If you're heading up to Joshua Tree National Park, consider stopping at the Big Morongo Canyon Preserve (tel. 760/363-7190), which was once an Indian village and later a cattle ranch. It's open daily from 7:30am to sundown. The park's high water table makes it a magnet for birds and other wildlife; the lush springs and streams are an unexpected desert treat. Admission is free, but donations are accepted.

Seeing Stars -- The Palm Springs area has been the getaway watering hole for screen stars from the '20s to today. Celebrity Tours, 67-555 E. Palm Canyon Dr., Cathedral City (tel. 760/770-2700), has a tour 2 1/2 hours long that covers the valley and visits Desert Memorial Park Cemetery, the resting place of Sonny Bono and Frank Sinatra; it also points out the homes of Sinatra, Bob Hope, Elvis, and Liberace, among others. The stories related by the guide are worth the trip alone. Rates are $44 adults, $40 seniors, and $19 children 12 and under.

Tennis -- Virtually all the larger hotels and resorts have tennis courts. If you're staying at a B&B, you might want to play at the Plaza Racquet Club, 1300 Baristo Rd. (tel. 760/323-8997). It has nine courts and runs day and evening clinics for adults, juniors, and seniors, and ball machines for solo practice.
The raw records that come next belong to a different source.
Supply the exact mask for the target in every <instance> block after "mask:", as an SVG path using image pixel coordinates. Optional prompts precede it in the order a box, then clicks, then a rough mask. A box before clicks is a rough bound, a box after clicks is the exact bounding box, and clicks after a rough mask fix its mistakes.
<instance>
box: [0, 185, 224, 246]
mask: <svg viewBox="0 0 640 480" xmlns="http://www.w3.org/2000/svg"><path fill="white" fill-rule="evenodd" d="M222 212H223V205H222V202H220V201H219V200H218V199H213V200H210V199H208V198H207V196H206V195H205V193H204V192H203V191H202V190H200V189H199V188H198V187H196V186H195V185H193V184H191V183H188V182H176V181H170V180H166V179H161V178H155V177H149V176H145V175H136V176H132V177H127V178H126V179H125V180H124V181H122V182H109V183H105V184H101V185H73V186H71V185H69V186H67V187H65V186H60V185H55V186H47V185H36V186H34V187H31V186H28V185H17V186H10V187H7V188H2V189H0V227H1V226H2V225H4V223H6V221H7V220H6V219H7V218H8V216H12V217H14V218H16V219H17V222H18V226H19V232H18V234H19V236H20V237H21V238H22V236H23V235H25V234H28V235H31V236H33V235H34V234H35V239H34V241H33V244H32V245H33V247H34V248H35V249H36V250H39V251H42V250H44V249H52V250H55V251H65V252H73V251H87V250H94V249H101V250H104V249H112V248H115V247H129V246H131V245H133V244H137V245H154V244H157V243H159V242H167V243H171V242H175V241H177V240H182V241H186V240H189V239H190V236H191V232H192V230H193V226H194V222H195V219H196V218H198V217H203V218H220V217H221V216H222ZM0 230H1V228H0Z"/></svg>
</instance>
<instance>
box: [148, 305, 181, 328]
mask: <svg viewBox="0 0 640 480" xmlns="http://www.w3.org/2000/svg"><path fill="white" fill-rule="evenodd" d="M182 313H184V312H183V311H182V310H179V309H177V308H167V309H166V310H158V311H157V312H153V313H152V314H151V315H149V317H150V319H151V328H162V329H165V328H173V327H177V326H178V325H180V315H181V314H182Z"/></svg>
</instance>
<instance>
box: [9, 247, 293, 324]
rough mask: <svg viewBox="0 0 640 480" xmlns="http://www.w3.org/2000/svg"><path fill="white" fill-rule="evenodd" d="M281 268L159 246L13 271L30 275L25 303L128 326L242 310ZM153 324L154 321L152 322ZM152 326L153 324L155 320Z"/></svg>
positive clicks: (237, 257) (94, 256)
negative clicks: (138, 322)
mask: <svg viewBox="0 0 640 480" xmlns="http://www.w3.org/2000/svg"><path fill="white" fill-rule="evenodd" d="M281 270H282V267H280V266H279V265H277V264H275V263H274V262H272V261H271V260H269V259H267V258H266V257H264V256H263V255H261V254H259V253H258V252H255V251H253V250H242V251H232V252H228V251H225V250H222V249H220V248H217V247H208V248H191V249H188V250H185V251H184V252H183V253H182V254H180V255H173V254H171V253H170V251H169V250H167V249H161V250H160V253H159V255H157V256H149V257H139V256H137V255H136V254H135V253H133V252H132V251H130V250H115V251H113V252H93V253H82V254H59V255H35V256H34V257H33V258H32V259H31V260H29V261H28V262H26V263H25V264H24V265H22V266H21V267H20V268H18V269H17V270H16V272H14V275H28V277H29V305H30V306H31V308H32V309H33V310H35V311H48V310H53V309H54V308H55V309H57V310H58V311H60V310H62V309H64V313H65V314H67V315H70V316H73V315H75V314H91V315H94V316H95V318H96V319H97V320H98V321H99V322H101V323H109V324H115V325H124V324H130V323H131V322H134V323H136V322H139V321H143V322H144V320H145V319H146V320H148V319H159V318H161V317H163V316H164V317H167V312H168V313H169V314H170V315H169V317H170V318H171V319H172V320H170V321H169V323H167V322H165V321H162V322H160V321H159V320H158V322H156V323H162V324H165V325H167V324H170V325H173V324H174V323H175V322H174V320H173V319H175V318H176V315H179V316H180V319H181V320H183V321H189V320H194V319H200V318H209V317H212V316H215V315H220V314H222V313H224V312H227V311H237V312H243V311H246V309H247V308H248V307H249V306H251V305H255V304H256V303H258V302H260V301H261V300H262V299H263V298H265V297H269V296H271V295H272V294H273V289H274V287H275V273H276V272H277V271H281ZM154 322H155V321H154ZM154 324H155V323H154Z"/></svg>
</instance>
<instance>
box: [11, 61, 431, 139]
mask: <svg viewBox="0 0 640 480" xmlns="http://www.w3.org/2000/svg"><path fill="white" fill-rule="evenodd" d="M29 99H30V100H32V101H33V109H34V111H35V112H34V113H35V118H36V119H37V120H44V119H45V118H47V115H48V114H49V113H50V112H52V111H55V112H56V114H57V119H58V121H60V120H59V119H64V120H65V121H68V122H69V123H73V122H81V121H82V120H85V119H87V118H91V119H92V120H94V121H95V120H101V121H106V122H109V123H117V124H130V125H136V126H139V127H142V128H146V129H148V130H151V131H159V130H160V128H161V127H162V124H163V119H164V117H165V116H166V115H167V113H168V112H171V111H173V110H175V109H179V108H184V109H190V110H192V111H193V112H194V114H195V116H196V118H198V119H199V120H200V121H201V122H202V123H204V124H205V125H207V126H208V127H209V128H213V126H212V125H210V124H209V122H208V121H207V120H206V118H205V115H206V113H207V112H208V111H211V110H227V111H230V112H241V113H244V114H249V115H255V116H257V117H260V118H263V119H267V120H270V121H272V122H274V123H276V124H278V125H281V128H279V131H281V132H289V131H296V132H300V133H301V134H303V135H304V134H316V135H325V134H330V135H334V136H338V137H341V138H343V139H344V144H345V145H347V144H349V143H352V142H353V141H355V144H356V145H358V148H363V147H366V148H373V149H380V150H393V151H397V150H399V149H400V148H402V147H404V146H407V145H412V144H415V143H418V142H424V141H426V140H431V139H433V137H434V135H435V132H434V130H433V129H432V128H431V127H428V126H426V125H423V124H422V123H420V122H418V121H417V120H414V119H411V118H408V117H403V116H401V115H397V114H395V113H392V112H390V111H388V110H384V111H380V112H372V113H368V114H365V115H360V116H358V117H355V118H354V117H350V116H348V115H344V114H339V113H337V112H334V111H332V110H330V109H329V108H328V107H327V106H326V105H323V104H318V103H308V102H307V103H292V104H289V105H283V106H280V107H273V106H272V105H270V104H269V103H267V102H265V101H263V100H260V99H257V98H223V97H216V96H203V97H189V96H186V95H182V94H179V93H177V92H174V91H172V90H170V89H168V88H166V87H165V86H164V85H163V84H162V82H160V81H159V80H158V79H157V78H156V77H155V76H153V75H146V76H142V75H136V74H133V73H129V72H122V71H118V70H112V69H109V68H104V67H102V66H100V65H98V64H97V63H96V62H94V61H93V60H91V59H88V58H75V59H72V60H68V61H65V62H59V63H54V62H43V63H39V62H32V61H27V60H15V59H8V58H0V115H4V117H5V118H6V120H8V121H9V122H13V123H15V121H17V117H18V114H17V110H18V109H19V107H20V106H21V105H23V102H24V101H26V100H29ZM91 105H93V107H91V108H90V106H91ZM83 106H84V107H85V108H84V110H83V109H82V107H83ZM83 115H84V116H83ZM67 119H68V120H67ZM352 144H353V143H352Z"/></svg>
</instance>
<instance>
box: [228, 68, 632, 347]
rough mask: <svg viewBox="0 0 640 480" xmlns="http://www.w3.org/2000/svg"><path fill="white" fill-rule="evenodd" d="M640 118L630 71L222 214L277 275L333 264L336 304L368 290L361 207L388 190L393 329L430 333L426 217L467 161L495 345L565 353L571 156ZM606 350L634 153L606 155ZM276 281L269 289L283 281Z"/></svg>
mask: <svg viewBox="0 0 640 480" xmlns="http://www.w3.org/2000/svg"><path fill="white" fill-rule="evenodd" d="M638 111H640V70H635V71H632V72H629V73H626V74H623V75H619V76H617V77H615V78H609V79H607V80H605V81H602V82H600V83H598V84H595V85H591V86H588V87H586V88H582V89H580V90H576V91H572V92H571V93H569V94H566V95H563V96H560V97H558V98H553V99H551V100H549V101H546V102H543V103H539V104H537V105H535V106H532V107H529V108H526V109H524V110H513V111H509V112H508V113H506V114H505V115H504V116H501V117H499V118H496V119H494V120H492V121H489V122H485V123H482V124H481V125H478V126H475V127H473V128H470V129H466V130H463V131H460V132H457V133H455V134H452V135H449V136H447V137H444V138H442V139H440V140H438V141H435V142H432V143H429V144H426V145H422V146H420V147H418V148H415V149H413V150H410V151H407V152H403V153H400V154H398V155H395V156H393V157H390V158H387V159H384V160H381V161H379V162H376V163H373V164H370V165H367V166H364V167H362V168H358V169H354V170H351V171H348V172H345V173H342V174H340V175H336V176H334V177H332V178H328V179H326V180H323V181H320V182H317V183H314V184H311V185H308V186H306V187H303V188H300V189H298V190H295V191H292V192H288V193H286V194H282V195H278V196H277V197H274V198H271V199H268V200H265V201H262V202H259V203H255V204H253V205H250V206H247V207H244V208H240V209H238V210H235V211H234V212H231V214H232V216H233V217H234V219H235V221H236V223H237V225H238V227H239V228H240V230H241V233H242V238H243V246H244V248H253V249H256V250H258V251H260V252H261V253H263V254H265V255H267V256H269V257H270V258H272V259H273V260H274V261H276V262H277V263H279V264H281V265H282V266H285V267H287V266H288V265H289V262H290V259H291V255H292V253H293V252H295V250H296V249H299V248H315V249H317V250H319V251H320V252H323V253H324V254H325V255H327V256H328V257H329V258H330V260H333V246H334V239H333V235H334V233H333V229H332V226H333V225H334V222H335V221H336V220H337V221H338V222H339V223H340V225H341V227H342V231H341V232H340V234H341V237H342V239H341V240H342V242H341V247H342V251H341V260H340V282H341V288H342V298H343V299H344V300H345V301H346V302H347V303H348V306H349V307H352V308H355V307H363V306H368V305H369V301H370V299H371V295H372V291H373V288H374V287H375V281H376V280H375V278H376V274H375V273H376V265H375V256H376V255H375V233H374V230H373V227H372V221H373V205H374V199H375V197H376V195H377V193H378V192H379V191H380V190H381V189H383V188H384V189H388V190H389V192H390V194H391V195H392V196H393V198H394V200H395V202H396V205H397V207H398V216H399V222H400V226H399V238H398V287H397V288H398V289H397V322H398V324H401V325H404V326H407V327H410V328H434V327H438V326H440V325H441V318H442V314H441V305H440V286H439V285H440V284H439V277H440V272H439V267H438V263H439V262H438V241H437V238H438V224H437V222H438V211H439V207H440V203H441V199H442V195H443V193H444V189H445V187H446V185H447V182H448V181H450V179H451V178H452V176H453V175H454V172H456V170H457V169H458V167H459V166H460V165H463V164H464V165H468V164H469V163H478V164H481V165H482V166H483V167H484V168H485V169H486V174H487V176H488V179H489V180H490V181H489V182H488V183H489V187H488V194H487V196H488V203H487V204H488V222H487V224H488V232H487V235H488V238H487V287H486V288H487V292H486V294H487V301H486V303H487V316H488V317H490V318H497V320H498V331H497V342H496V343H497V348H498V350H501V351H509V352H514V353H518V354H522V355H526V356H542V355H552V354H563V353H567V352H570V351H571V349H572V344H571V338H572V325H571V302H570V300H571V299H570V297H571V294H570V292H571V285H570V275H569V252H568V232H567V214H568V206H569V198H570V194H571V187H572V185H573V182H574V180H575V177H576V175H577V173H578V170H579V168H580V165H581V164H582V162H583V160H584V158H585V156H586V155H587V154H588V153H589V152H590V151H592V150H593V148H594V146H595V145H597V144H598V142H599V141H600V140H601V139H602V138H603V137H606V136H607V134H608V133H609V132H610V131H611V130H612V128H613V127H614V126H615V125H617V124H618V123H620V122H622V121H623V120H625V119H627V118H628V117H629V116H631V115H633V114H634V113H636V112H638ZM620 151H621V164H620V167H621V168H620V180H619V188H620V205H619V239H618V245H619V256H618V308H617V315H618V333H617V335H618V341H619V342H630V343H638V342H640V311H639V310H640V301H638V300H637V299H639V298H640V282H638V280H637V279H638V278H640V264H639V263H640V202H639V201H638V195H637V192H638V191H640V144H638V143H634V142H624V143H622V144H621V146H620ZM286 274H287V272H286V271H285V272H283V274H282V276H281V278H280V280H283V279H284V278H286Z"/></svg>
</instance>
USPTA pros are on hand. Rates are $20 per hour for court rental, $20 for a 1 1/2-hour group clinic. The night-lit courts at Palm Springs High School, 2248 E. Ramon Rd., are free, open to the public on weekends, holidays, and in summer. Beautiful Ruth Hardy Park, at Tamarisk and Caballero streets, also has eight free night-lit courts.

A Water Park for the Family -- Knott's Soak City, off I-10 south on Gene Autry Trail between Ramon Road and East Palm Canyon Drive (tel. 760/327-0499; www.knotts.com/soakcity/ps/index.shtml), is a 16-acre water playground with 12 water slides, bodysurfing and board surfing, a wave pool, and more. Dressing rooms, lockers, and private beach cabanas (with food service) are available. Admission is $30 for adults, $20 for seniors and kids 3 to 11, and free for kids 2 and under; rates are discounted after 3pm. The park is open Wednesday through Sunday mid-March through August, and weekends through October, from 10am to 6pm. Parking for a car is $8, for an RV $16. It's closed Mondays and Tuesdays.

Note: This information was accurate when it was published, but can change without notice. Please be sure to confirm all rates and details directly with the companies in question before planning your trip.